Thursday, 8 January 2015

Peterborough Is Not Regina

Quaker Oats on the Otonabee River
I am spending part of the winter in Peterborough, Ontario, a city of 80,000 just outside the Toronto commuting area. It snowed last night, and by 8 am this morning our residential street had been plowed. Within the next  hour  machinery came and plowed and then sanded the sidewalk. By 9 am a city truck had sanded the road. All streets receive this service. The city has a budget for snow removal  and expect it to snow every year. This is a hockey town.

The city has a vibrant downtown, the result of city planning and the domination of the city council by traditional conservatives (not Harperites) who use their political power to support small Canadian-owned businesses. They have excluded the big American and Canadian chains from the downtown area.  They required the Galaxy Theatre, the only movie theatre in the city, to be in the core area.

Special tax incentives were given to encourage local businesses in the core area and to create residential rental spaces in their second and third floors. The downtown area has two large grocery stores, three large venues that host live stage events (former movie theatres), two boutique hotels,  a wide variety of small retail stores, restaurants, bookstores, coffee shops, and numerous pubs. There are 20 places in the downtown area which have live music.

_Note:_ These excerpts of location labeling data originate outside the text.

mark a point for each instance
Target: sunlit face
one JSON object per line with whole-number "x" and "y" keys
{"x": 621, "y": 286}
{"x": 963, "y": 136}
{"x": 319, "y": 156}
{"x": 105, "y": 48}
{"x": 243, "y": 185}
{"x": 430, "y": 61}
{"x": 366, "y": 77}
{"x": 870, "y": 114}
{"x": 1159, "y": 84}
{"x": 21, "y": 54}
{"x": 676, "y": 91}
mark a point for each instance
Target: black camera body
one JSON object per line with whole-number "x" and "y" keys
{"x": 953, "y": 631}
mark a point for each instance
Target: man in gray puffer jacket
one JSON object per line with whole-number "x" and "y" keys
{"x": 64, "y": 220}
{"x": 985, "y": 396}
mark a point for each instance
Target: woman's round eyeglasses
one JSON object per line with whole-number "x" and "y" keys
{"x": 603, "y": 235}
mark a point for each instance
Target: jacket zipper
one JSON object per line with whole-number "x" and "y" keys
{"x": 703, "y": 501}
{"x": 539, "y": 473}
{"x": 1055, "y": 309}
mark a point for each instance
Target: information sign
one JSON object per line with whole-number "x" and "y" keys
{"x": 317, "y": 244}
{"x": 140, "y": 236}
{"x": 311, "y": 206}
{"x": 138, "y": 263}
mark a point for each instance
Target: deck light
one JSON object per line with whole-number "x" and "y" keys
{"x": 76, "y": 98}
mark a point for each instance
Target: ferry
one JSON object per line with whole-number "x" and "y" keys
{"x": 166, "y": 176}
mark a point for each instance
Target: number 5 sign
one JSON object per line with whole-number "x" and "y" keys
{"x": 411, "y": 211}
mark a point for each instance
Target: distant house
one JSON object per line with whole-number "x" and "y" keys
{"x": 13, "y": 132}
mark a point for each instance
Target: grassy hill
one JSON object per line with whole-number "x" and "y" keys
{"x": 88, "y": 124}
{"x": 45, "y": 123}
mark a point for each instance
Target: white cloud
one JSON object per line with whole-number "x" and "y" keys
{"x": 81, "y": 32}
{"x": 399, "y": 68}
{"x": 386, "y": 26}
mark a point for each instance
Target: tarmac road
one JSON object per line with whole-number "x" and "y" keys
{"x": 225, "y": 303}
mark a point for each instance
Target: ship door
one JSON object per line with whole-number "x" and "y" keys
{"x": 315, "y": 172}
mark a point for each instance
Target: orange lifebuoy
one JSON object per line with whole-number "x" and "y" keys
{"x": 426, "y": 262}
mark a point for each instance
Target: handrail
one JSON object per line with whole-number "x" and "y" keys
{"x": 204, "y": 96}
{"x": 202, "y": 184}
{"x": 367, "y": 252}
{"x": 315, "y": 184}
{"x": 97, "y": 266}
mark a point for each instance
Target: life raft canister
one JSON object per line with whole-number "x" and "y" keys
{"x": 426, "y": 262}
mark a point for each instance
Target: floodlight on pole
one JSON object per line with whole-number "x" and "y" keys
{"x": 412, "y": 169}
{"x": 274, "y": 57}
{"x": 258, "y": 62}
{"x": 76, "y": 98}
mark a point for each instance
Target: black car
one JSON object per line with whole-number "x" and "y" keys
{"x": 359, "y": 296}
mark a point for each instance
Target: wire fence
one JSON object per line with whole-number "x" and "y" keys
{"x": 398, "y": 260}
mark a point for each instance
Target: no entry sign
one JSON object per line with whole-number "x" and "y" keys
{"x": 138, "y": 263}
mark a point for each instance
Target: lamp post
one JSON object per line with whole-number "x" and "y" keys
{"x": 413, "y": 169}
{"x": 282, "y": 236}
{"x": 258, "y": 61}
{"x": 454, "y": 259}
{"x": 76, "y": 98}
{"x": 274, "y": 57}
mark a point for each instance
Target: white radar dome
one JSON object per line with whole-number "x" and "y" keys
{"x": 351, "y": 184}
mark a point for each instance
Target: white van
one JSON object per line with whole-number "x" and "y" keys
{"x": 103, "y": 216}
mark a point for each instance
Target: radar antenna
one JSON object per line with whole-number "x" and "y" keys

The big box stores are here, stretched out in a line on a highway leading out of town. But there is not the congestion and despair that one gets when being forced to drive through the free market mess that is found on the east end of Victoria Avenue.

Everything is not rosy, however. The North American Free Trade Agreement (NAFTA) hit the city hard. Many of the large American corporations downsized as they shifted production back to the United States and then abroad. Canadian General Electric, the largest employer, saw its workforce drop from 6,000 to 1,500. Quaker Oats, bought by Pepsi Cola, downsized to 700. Outboard Marine Corporation of Canada, once the second largest private employer, shut down. The major employers are now government services, Trent University, and Fleming college. 

One result is that Peterborough has one of the highest unemployment rates for cities of its size. It also has one of the highest poverty rates and the problem of inadequate low income housing.

One final positive note: I have yet to find a pot hole on a city street.